The degree to which the French philosopher Simone Weil (1909-1943) was influenced by Plato can hardly be understated. Her notebooks are studded with reference to Platonic terms and ideas, which she developed over the course of her short life. While her ideas reflect her own unique approach to problems such as necessity, grace, and divine absence, there is almost always a resonance with Plato. As one who consistently sought to bring the disparate parts of her thought—intellectual, political, and spiritual—together towards a unity, Weil is well known for having had a Platonist spirit. A posthumous collection of her writings titled Intimations of Christianity Among the Ancient Greeks further illustrates the extent to which her thought is indebted to the Greek philosopher, whom she regarded as a mystic.[1]
Weil’s unique connection to Plato has been explored in the monograph The Christian Platonism of Simone Weil, upon whose insights I hope this paper will build and generate more conversation.[2] I will consider the tension between the abstract form of the Good in Plato with Weil’s distinctly Christian notion of grace, as well as the implications of their differences in approach to reading and writing.
Deeply compelled by the Platonic vision of forms, as well as being implicitly influenced by the Christian negative theological tradition, Weil developed a metaphysics of the attention that involves the suspension of what she called the “imagination” in order to cultivate a state of void that awaits the fulfillment of grace. While there are many possible angles through which to focus a study of Weil’s Platonism, my paper will primarily attend to the question of how Plato and Weil each conceived of writing as related to the vision of God.
At the panel, I hope to address the following questions: What are the key differences and similarities between Plato and Weil’s visions of God? How did each thinker address the epistemological and practical challenges of what it is to really know and do the Good? How did Plato and Weil think about the transmission of knowledge—especially knowledge of God and the Good—beyond the form of interpersonal dialogue? Given the focus on reading and writing, I will ground my paper in the Phaedrus, as I compare ideas from this dialogue to Weil’s notebooks, whose formal qualities as abandoned literary objects are also of special concern in the paper.
I argue that one of the points of continuity between Plato and Weil is their interest in the role of writing in aiding the mind in its search for truth. Weil thought that a mystical method for understanding images and symbols could be followed, wherein: “One should not try to interpret them, but contemplate them until their significance flashes upon one.” What is at stake for Weil in this hermeneutic is the possibility of the real becoming visible—a phenomenon that only becomes possible if the attention “consists of a contemplative look and not one of attachment.”[3] What are the conditions of this contemplative look? And how may it be sustained over time and passed on?
As a student of Plato, Weil would have been familiar with the Platonic notion that writing is a degraded form.
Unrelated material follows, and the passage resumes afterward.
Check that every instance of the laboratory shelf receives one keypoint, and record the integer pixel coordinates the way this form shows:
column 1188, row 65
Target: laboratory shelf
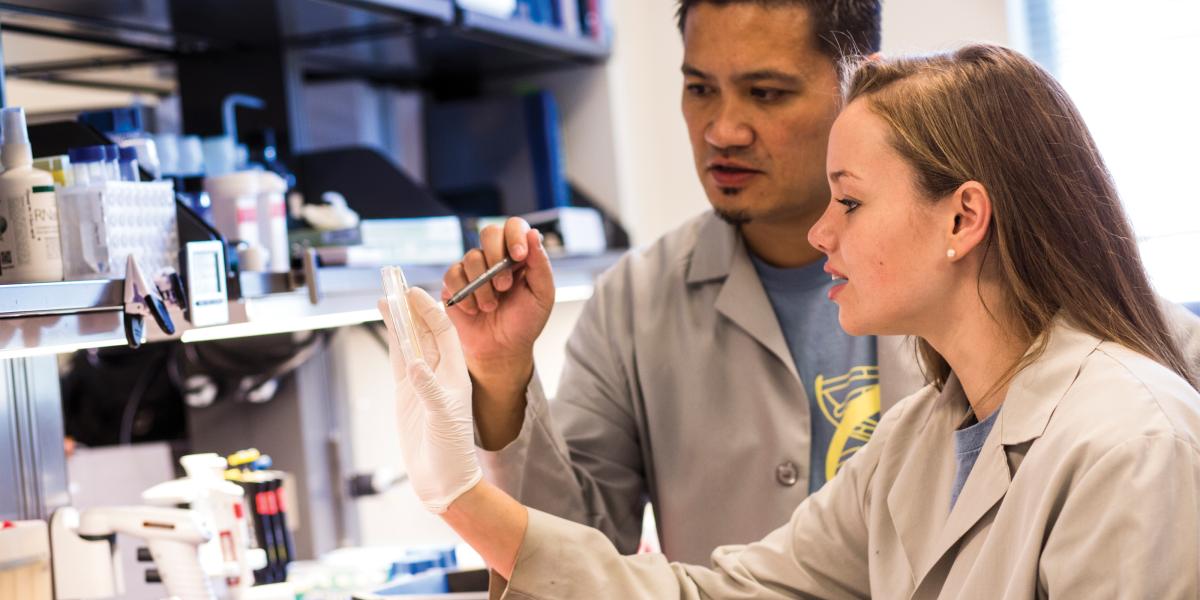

Plato’s Phaedrus, in contrast, criticizes the written word for breeding complacency in readers, who, believing to have knowledge safely recorded in a codex, would no longer feel the need to truly know wisdom “from within themselves.” Socrates says “[Words] seem to talk to you as though they were intelligent, but if you ask them anything about what they say from a desire to be instructed they go on telling just the same thing forever.”[4] In this dialogue, the written word is characterized as a poor imitation of speech. It is not just that writing crystallizes the dynamism of conversation into unmoving sentences, but that it also encourages false ideas about knowledge—namely, the misapprehension that wisdom is to be found enclosed within texts and readily available for straightforward interpretation.
It bears mentioning, however, that the Platonic criticism of writing is only available to us so many centuries after the fact because, if we follow the conceit, Socrates’ student betrays the ethic of his master by inscribing his words for posterity. From this tension, I propose the thesis that both Plato and Weil reserve a special—and limited—role for writing in their conceptions of divine vision. While Plato’s skepticism about the written word can be plainly seen from his criticism of the sophists and the banishment of the poets from Kallipolis, words are also the necessary components of dialogue—and, not to mention, the only way that we make contact with the wisdom of Socrates, albeit at more than one literary remove.
It is my contention that Weil goes further than Plato in this regard, as she held that certain texts—such as, but not limited to, scripture—are capable of elevating the reader to a true understanding of goodness, truth, and beauty through prayerful attention, which may introduce a “change, infinitesimal perhaps but real, taking place in the soul.”
[1] Weil, Simone. “Spiritual Autobiography”, WFG 28.
[2] Doering, Jane and Springsted, Erik, The Christian Platonism of Simone Weil (University of Notre Dame Press, 2004).
[3] Weil, The Notebooks of Simone Weil. 334.
[4] Plato, The Phaedrus (Cambridge: The University Press, 1952), 274b-277a.
My paper will primarily attend to the question of how Plato and Weil each conceived of writing as related to the vision of God, considering the tension between the abstract form of the Good in Plato with Weil’s distinctly Christian notion of grace, as well as the implications of their differences in approach to reading and writing.